Olá, estudante!
Desde a lição passada, estamos analisando alguns aspectos bastante importantes do trabalho no cenário contemporâneo. Na etapa anterior, você entendeu que o trabalho fez (e faz) parte da sociedade humana, com variações de acordo com o período e a região. Compreendeu o conceito fundamental e bastante desafiador de trabalho decente e conheceu as características do trabalho formal e informal. Além disso, identificou as vantagens e desvantagens de ambas e, por fim, refletiu sobre os desafios associados à informalidade.
Nesse momento, refletiremos sobre uma nova forma de trabalho, ligada ao processo de automação que estamos vivendo. Você conhecerá o cenário de trabalho propiciado pela Indústria 4.0 e identificará os novos segmentos profissionais oriundos da automação, além de conhecer algumas de suas vantagens. Ademais, entenderá o conceito de uberização e refletirá sobre os desafios trazidos por essa nova forma de trabalho.

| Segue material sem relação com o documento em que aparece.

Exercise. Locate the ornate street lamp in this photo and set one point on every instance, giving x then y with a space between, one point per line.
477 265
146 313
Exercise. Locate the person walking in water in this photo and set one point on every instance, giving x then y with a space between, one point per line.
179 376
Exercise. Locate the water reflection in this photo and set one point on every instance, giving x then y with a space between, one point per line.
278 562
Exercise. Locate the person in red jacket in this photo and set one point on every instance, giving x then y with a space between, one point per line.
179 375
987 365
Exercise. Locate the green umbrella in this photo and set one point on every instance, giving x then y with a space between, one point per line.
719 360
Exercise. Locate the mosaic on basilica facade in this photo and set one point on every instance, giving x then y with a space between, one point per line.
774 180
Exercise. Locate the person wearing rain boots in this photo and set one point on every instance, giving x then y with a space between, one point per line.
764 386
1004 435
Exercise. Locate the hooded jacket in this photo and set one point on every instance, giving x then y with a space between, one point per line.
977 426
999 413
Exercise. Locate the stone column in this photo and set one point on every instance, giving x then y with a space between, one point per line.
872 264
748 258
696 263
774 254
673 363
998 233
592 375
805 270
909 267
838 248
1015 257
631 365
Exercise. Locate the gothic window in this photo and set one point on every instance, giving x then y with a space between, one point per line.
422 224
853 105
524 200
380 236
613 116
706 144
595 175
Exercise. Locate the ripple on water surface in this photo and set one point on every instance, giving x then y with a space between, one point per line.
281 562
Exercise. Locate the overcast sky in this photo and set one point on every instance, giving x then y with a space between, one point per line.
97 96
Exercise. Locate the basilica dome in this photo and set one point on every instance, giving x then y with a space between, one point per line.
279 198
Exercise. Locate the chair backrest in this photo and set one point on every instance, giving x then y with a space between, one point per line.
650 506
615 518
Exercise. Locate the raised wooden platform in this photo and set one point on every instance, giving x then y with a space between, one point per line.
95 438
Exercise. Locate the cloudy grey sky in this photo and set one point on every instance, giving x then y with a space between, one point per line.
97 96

Como futuro técnico em Administração, entender como o trabalho tem se configurado na atualidade é fundamental para que você tenha uma visão embasada das questões que envolvem o assunto e, a partir disso, possa posicionar-se de maneira mais assertiva. Vamos refletir sobre o trabalho na era digital? Vamos juntos!

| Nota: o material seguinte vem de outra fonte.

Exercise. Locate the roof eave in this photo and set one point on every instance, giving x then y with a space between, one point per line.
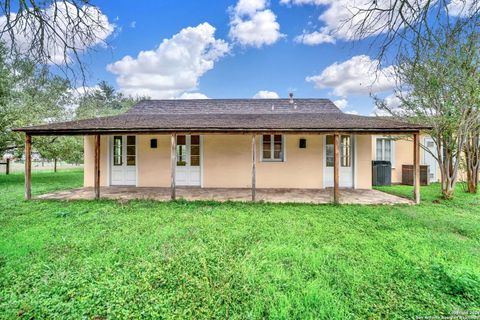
40 132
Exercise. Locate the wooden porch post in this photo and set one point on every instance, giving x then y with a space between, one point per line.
336 168
96 186
173 163
416 164
28 166
254 161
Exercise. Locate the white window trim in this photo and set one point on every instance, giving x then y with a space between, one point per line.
392 146
284 150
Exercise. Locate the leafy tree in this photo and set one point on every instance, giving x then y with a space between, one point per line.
30 95
103 101
53 32
441 88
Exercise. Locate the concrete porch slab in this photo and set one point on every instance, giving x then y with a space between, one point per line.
318 196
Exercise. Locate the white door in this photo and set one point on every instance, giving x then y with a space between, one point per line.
346 162
123 161
188 169
429 160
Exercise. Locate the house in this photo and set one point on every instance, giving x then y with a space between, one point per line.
231 143
398 150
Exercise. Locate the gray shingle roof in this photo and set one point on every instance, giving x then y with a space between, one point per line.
234 106
252 115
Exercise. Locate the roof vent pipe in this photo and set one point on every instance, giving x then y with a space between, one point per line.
291 97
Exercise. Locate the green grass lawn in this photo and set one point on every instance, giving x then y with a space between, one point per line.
234 260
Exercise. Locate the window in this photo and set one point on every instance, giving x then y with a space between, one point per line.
117 151
272 147
181 151
345 151
131 152
195 151
384 149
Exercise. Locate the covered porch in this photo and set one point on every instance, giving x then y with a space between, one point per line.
336 194
273 195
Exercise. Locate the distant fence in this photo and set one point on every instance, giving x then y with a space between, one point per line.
6 163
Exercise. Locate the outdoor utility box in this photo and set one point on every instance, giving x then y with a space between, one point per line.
381 173
407 175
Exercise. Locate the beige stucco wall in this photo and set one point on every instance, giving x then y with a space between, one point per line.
227 162
153 165
303 168
403 155
363 169
89 161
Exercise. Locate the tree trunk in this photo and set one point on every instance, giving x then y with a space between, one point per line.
472 162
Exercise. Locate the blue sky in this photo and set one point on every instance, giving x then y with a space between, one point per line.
280 65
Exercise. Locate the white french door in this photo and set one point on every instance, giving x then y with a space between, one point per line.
346 161
123 161
188 169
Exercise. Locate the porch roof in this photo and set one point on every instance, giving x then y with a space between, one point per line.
228 115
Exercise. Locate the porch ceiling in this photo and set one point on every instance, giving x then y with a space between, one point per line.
317 196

O mundo de hoje é marcado por uma enorme evolução tecnológica. Com transformações ocorrendo de maneira cada vez mais rápida, inúmeros setores têm apresentado novas configurações. Se você mora em uma cidade grande, média (e até mesmo em algumas pequenas), certamente, já pediu uma comida e percorreu um trajeto de carro fazendo uso de um aplicativo. Talvez até mesmo conheça alguém que trabalhe nessa modalidade.
É inegável que os novos serviços facilitam o cotidiano de inúmeras pessoas em todo o planeta — inclusive no Brasil. Por outro lado, oferecem uma possibilidade de renda para uma parcela importante da população. Mas quais são os seus impactos para a sociedade e para o mercado de trabalho? As leis têm acompanhado tais mudanças?

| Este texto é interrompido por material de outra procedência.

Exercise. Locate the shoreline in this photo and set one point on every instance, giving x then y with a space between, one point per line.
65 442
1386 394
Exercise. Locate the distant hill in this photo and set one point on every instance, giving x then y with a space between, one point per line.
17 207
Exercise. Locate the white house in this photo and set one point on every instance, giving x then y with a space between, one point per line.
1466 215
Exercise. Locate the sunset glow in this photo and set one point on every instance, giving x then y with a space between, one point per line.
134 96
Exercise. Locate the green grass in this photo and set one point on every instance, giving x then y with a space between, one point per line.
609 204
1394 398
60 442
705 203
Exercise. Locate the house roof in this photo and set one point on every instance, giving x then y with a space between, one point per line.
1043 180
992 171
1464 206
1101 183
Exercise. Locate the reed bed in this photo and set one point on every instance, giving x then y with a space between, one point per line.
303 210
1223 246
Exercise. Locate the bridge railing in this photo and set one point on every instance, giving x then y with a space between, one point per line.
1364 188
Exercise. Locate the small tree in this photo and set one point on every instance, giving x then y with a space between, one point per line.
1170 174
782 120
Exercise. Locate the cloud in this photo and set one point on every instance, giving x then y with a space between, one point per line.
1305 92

Vamos refletir sobre esse novo cenário? Compreender as novas conjunturas é essencial para todos, sobretudo para quem atua na área de gestão.
Para o case desta lição, apresento a você uma das vias importantes de discussão do trabalho em plataformas digitais: as questões legais. Apesar de gerar renda para cerca de 1,7 milhão de pessoas, por ser bastante recente, a legislação brasileira ainda não contempla essa nova modalidade.
Em razão da necessidade de atualizar as leis e de promover o debate que deve anteceder a sua criação, o Tribunal de Justiça do Trabalho promoveu um Seminário Internacional a respeito. Acompanhe e veja como esse tema está no centro da pauta do trabalho contemporâneo!
Como analisamos na lição passada, o trabalho assumiu diferentes formas e características ao longo da História, variando bastante de região para região. Embora possamos ter uma ideia equivocada de linearidade (de que um tipo de trabalho foi substituído pelo outro, como uma linha, em sequência), povos que viveram no mesmo período, mas em áreas diferentes, apresentaram relações distintas de trabalho. Na Segunda Revolução Industrial (segunda metade do século XIX), por exemplo, enquanto o processo de industrialização se desenvolvia e avançava para outros países, além da Inglaterra, o Império Russo, ainda, era constituído por uma população majoritariamente rural, caracterizada por relações servis de trabalho (uma das razões da Revolução Russa de 1917).
Dessa forma, pensar sobre o trabalho — e as questões a ele associadas — deve ser um exercício semelhante ao que fazemos ao analisar a História: entendendo que ela é constituída por processos que se modificam (uns têm curta duração, outros são de longa duração), não acontecem em todos os lugares e, quando ocorrem, podem não surgir ao mesmo tempo nem com as mesmas características. Complicado?! Penso que não. Complexo? Certamente, sim, afinal, estamos tratando de ações e comportamentos humanos, desenvolvidos coletivamente. E, ainda que haja semelhanças, as condições em que as sociedades se desenvolvem não são iguais.
Com o avanço do processo de globalização, sobretudo após a Segunda Guerra Mundial (1939–1945), houve um alargamento das fronteiras, com as empresas multinacionais instalando-se em outros países e continentes (provocando a aceleração da urbanização e da industrialização nesses territórios, como o Brasil) e, cada vez mais, integrando os mercados, tornando-os globais.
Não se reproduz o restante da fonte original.